Endometrioid: This type of ovarian cancer accounts for about 20% of common epithelial cancers and is associated with endometriosis in 5% and endometrial carcinoma (cancer of the womb) in 20% of cases. It occurs most often in women between the ages of 50 and 70.
Mucinous: Mucinous cancers account for 6-10% of common epithelial ovarian cancer and most often affect women between 30 to 50 years of age.
Clear Cell Carcinoma: Clear cell carcinomas account for about 5% of common epithelial tumors and most often affect women between age 40 and 80.
Undifferentiated Cancers: The remaining 15% of common epithelial cancers are referred to as undifferentiated tumors because their exact cell of origin cannot be determined under a microscope.
Borderline Ovarian Tumors: These ovarian tumors of low malignant potential are a subgroup of common epithelial tumors that occur in 10-15% of cases. These tumors are between cancerous and non-cancerous in nature. They originate on the surface of the ovary, but do not invade deeper tissues of the ovary. They have a better prognosis (prediction about the possible outcome of a disease) and cure rate than invasive ovarian tumors…”

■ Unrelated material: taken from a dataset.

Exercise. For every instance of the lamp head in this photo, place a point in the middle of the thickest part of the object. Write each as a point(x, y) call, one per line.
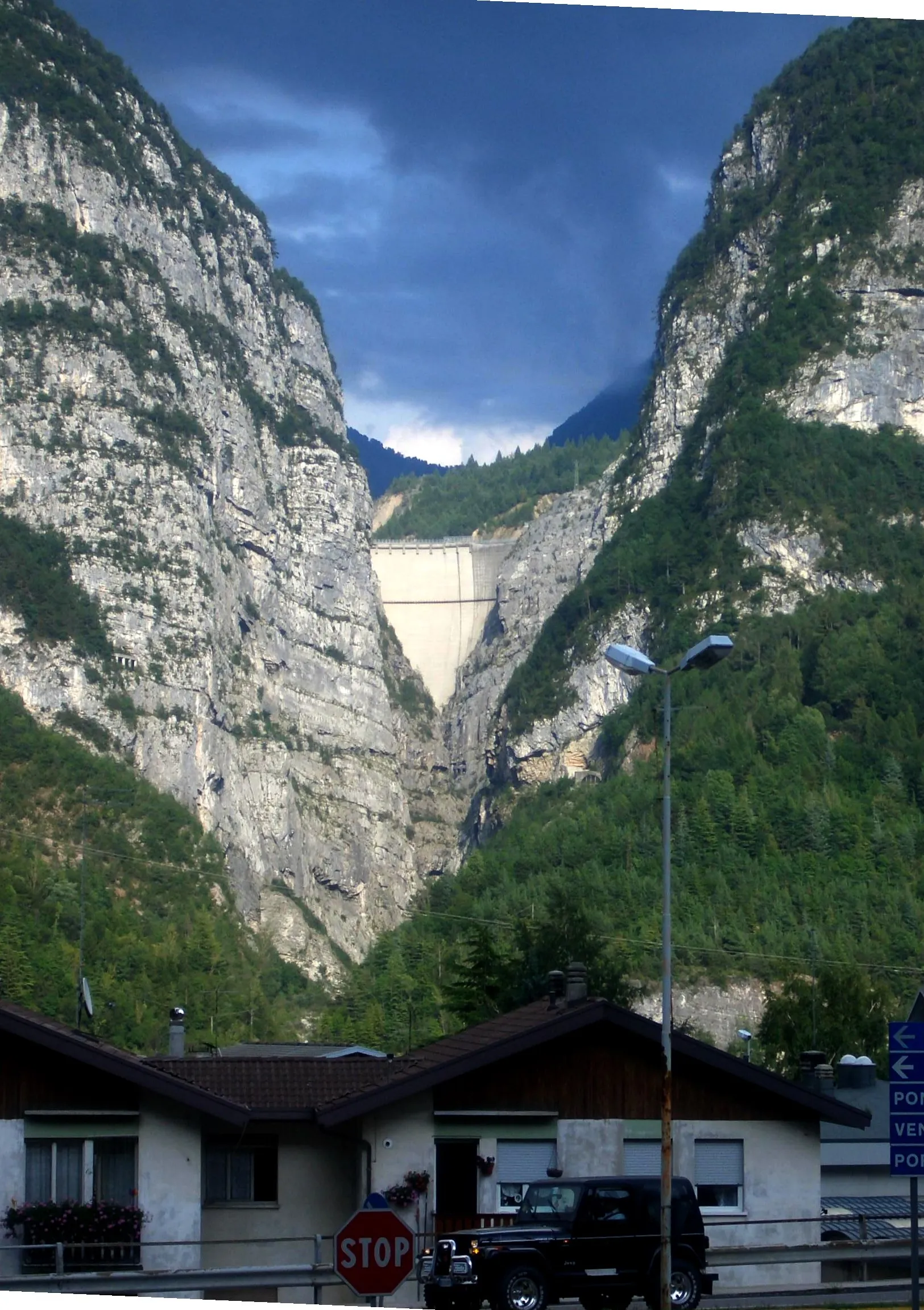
point(629, 661)
point(707, 653)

The successful treatment of ovarian cancer requires the involvement and coordination of several different treatment approaches, including surgery, chemotherapy and, in rare cases, radiation therapy. Nearly all women with ovarian cancer will undergo surgery and chemotherapy. The role of surgery in the initial management of ovarian cancer is to obtain a specimen for determining an accurate diagnosis, provide local treatment of the cancer in the pelvis and abdomen, and obtain other prognostic information to determine the stage of cancer and what additional treatment may be necessary.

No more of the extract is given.